Visite

A peine Francesca a t'elle pénétré dans la maison qu'une immense tristesse l'envahit. Elle ne la comprend pas immédiatement : les meubles sont à leur place, l'occupante aussi, rien ne bouge. Mais pourtant, il y a là quelque chose de nouveau, qui s'est infiltré, qui dégouline, qui lie les éléments de façon abjecte.
Sa mère trottine devant elle, pépie comme à l'accoutumée, voix et propos d'oiseau affamé. Elle trottine jusqu'à la cuisine : "Je te fais réchauffer un café." Pas une question, une affirmation. Et dans cette affirmation se niche la nouveauté.
Elle s'empare de la cafetière, la pose sur le feu, et l'odeur s'intensifie, cette odeur qui marque de son sceau d'étrangeté un familier usé. Odeur de café préparé plusieurs jours auparavant, densité noire et acre qui parle d'elle-même, qui crie l'absence de convives, de voisines qui seraient là "pour boire un petit café", qui gueule sa solitude, la fin des repas familiaux, des petits déjeuners bruyants, la cohue des départs à l'école; cette solitude dans laquelle Francesca l'a laissée, en grandissant, en quittant la maison.

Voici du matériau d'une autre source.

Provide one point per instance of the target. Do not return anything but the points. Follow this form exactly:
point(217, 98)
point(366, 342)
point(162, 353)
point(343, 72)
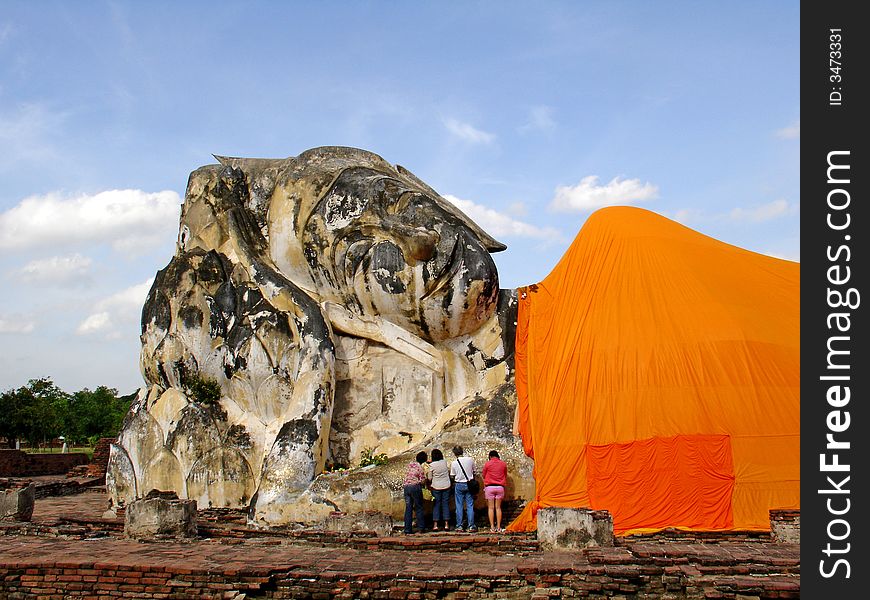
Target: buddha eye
point(355, 256)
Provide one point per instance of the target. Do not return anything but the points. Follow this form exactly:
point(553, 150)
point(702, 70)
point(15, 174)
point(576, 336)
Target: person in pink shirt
point(415, 478)
point(494, 481)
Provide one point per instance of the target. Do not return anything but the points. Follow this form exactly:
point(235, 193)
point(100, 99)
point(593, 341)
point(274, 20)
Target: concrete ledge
point(574, 528)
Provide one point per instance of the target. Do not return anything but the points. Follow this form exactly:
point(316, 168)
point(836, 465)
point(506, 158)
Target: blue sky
point(528, 115)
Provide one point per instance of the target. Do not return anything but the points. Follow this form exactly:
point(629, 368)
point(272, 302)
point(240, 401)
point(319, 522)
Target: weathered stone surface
point(16, 504)
point(316, 306)
point(785, 526)
point(365, 521)
point(157, 517)
point(574, 528)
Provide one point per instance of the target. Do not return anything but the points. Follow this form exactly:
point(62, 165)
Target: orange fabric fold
point(651, 345)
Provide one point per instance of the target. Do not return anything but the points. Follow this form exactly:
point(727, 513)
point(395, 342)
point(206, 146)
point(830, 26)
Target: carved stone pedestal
point(785, 526)
point(371, 520)
point(16, 504)
point(160, 518)
point(574, 528)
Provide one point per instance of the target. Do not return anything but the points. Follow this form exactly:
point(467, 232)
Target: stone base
point(373, 521)
point(160, 518)
point(574, 528)
point(16, 504)
point(785, 526)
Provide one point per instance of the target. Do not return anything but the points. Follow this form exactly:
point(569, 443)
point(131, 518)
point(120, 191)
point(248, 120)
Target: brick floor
point(98, 562)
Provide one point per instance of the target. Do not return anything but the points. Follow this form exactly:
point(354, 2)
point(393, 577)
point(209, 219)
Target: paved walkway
point(759, 568)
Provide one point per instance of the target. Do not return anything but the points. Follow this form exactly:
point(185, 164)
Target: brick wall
point(108, 581)
point(17, 463)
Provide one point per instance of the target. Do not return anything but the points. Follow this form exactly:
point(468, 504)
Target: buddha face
point(382, 244)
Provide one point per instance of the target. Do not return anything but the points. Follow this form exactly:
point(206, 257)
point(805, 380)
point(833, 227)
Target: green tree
point(33, 412)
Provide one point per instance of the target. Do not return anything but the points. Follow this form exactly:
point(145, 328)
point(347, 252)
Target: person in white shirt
point(440, 483)
point(462, 470)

Le café noir, obscur bloc de granit au fond de la cafetière, répand son odeur de mort à travers les pièces vides de la maison.
Francesca boit le café infect, se rassure en pensant que demain sa mère en fera un frais, 'au cas où', et qu'une journée au moins la maison embaumera avant de sombrer de nouveau dans l'oubli.